Part 2: Slow Poetry and the Apocalypse
This continues the introduction started here. And if you read it, welcome back. Now we’re going to get our hands dirty and write some code. But first, let’s get some assumptions out of the way.
My Assumptions About You
I will proceed as if you have a basic working knowledge of writing synchronous programs in Python, and know at least a little bit about Python socket programming. If you have never used sockets before, you might read the socket module documentation now, especially the example code towards the end. If you’ve never used Python before, then the rest of this introduction is probably going to be rather opaque.
My Assumptions About Your Computer
My experience with Twisted is mainly on Linux systems, and it is a Linux system on which I developed the examples. And while I won’t intentionally make the code Linux-dependent, some of it, and some of what I say, may only apply to Linux and other UNIX-like systems (like Mac OSX or FreeBSD). Windows is a strange, murky place and, if you are hacking in it, I can’t offer you much more beyond my heartfelt sympathies.
Also, you can run all the examples on a single computer, although you can configure them to run on a network of systems as well. But for learning the basic mechanics of asynchronous programming, a single computer will do fine.
Getting the example code
The example code is available as a zip or tar file or as a clone of my public git repository. If you can use git or another version control system that can read git repositories, then I recommend using that method as I will update the examples over time and it will be easier for you to stay current. As a bonus, it includes the SVG source files used to generate the figures. Here is the git command to clone the repository:
git clone git://github.com/jdavisp3/twisted-intro.git
The rest of this tutorial will assume you have the latest copy of the example code and you have multiple shells open in its top-level directory (the one with the README file).
Although CPUs are much faster than networks, most networks are still a lot faster than your brain, or at least faster than your eyeballs. So it can be challenging to get the “cpu’s-eye-view” of network latency, especially when there’s only one machine and the bytes are whizzing past at full speed on the loopback interface. What we need is a slow server, one with artificial delays we can vary to see the effect. And since servers have to serve something, ours will serve poetry. The example code includes a sub-directory called poetry with one poem each by John Donne, W.B. Yeats, and Edgar Allen Poe. Of course, you are free to substitute your own poems for the server to dish up.

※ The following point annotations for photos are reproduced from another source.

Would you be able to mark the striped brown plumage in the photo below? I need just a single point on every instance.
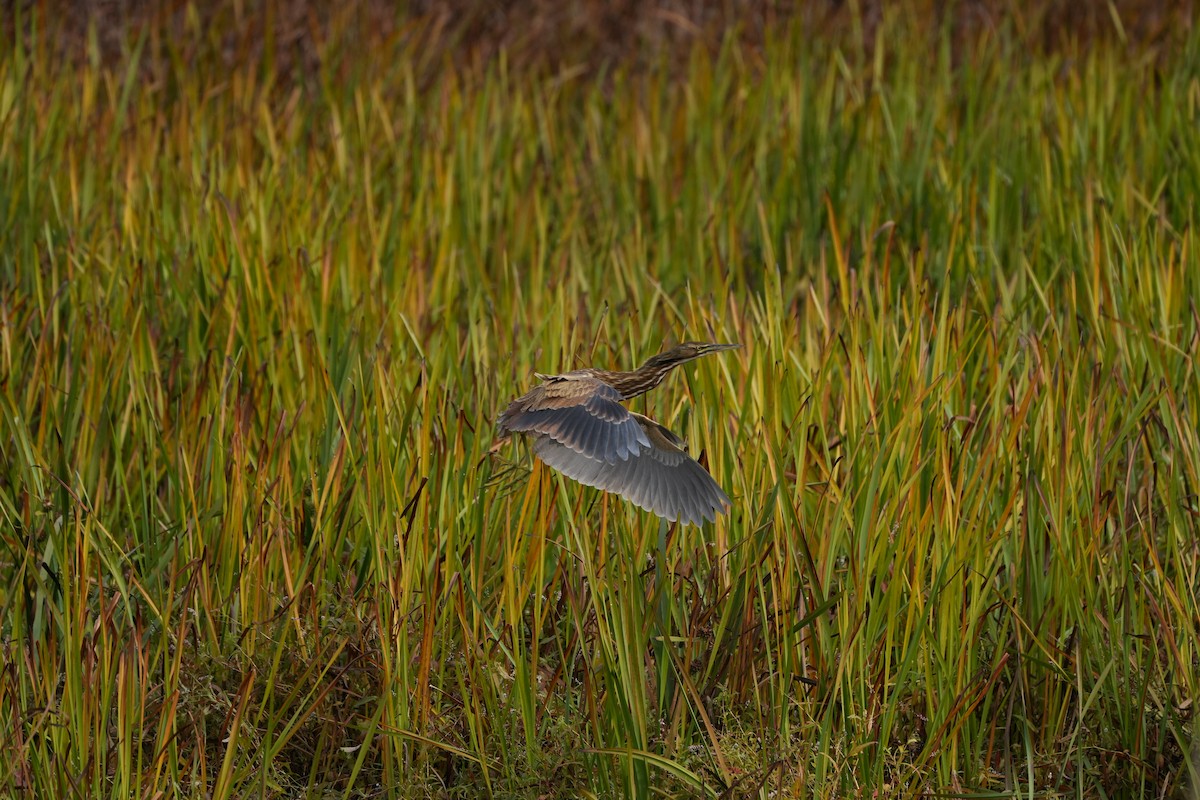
(581, 428)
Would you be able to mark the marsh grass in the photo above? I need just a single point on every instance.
(255, 332)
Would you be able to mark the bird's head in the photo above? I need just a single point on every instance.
(687, 352)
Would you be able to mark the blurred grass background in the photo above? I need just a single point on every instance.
(268, 271)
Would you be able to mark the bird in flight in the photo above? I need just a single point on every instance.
(580, 427)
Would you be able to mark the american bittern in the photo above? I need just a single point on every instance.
(580, 428)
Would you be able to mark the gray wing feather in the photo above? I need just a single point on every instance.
(663, 479)
(582, 414)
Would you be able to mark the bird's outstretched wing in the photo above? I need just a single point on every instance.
(581, 414)
(663, 477)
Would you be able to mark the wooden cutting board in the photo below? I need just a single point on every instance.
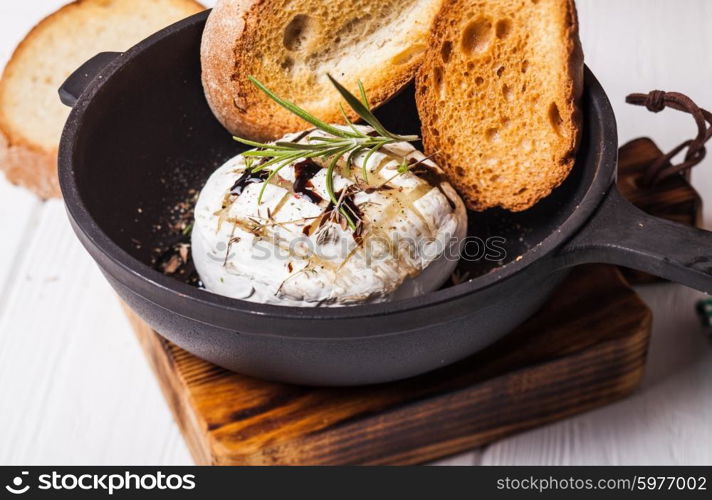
(584, 349)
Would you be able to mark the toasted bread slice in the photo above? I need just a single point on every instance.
(31, 116)
(291, 46)
(498, 97)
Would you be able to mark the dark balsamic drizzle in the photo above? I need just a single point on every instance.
(304, 171)
(249, 177)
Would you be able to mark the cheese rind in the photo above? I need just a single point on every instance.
(292, 249)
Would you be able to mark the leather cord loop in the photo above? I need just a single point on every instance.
(656, 101)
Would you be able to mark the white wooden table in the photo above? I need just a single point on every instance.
(75, 388)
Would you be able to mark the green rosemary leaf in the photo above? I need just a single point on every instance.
(248, 142)
(304, 115)
(368, 156)
(348, 120)
(293, 145)
(274, 172)
(332, 194)
(364, 98)
(359, 108)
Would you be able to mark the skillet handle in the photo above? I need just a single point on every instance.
(72, 88)
(619, 233)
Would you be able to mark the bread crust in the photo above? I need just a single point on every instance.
(228, 49)
(24, 162)
(524, 192)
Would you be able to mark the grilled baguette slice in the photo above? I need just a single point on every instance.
(498, 97)
(31, 116)
(291, 45)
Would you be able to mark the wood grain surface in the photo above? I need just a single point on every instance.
(586, 348)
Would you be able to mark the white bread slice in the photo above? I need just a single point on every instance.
(291, 45)
(31, 116)
(498, 97)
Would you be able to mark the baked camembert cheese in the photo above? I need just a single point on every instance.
(274, 235)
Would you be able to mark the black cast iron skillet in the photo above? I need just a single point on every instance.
(141, 135)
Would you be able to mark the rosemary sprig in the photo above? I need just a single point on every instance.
(349, 142)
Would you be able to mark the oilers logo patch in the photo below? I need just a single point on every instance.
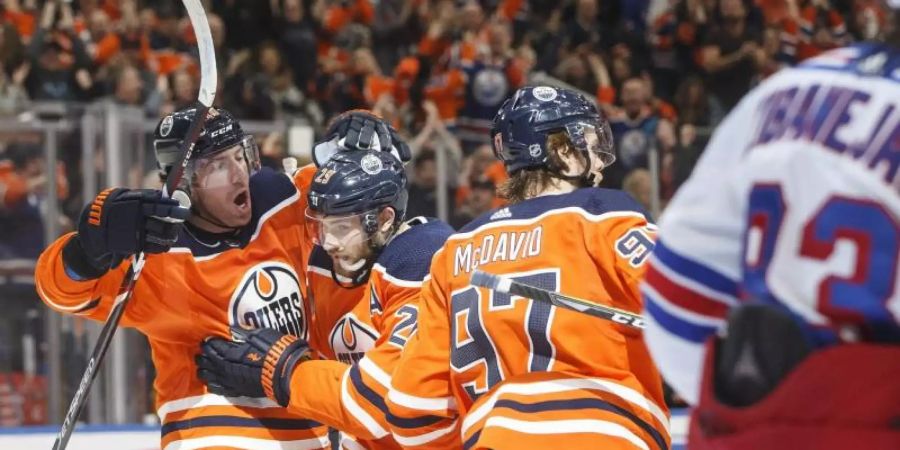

The basic slow poetry server is implemented in blocking-server/slowpoetry.py. You can run one instance of the server like this:
python blocking-server/slowpoetry.py poetry/ecstasy.txt
That command will start up the blocking server with John Donne’s poem “Ecstasy” as the poem to serve. Go ahead and look at the source code to the blocking server now. As you can see, it does not use Twisted, only basic Python socket operations. It also sends a limited number of bytes at a time, with a fixed time delay between them. By default, it sends 10 bytes every 0.1 seconds, but you can change these parameters with the –num-bytes and –delay command line options. For example, to send 50 bytes every 5 seconds:
python blocking-server/slowpoetry.py --num-bytes 50 --delay 5 poetry/ecstasy.txt
When the server starts up it prints out the port number it is listening on. By default, this is a random port that happens to be available on your machine. When you start varying the settings, you will probably want to use the same port number over again so you don’t have to adjust the client command. You can specify a particular port like this:
python blocking-server/slowpoetry.py --port 10000 poetry/ecstasy.txt
If you have the netcat program available, you could test the above command like this:
netcat localhost 10000
If the server is working, you will see the poem slowly crawl its way down your screen. Ecstasy! You will also notice the server prints out a line each time it sends some bytes. Once the complete poem has been sent, the server closes the connection.
By default, the server only listens on the local “loopback” interface. If you want to access the server from another machine, you can specify the interface to listen on with the –iface option.
Not only does the server send each poem slowly, if you read the code you will find that while the server is sending poetry to one client, all other clients must wait for it to finish before getting even the first line. It is truly a slow server, and not much use except as a learning device.
Or is it?
On the other hand, if the more pessimistic of the Peak Oil folks are right and our world is heading for a global energy crisis and planet-wide societal meltdown, then perhaps one day soon a low-bandwidth, low-power poetry server could be just what we need. Imagine, after a long day of tending your self-sufficient gardens, making your own clothing, serving on your commune’s Central Organizing Committee, and fighting off the radioactive zombies that roam the post-apocalyptic wastelands, you could crank up your generator and download a few lines of high culture from a vanished civilization. That’s when our little server will really come into its own.
The Blocking Client
Also in the example code is a blocking client which can download poems from multiple servers, one after another. Let’s give our client three tasks to perform, as in Figure 1 from Part 1. First we’ll start three servers, serving three different poems. Run these commands in three different terminal windows:
python blocking-server/slowpoetry.py --port 10000 poetry/ecstasy.txt --num-bytes 30 python blocking-server/slowpoetry.py --port 10001 poetry/fascination.txt python blocking-server/slowpoetry.py --port 10002 poetry/science.txt
You can choose different port numbers if one or more of the ones I chose above are already being used on your system. Note I told the first server to use chunks of 30 bytes instead of the default 10 since that poem is about three times as long as the others. That way they all finish around the same time.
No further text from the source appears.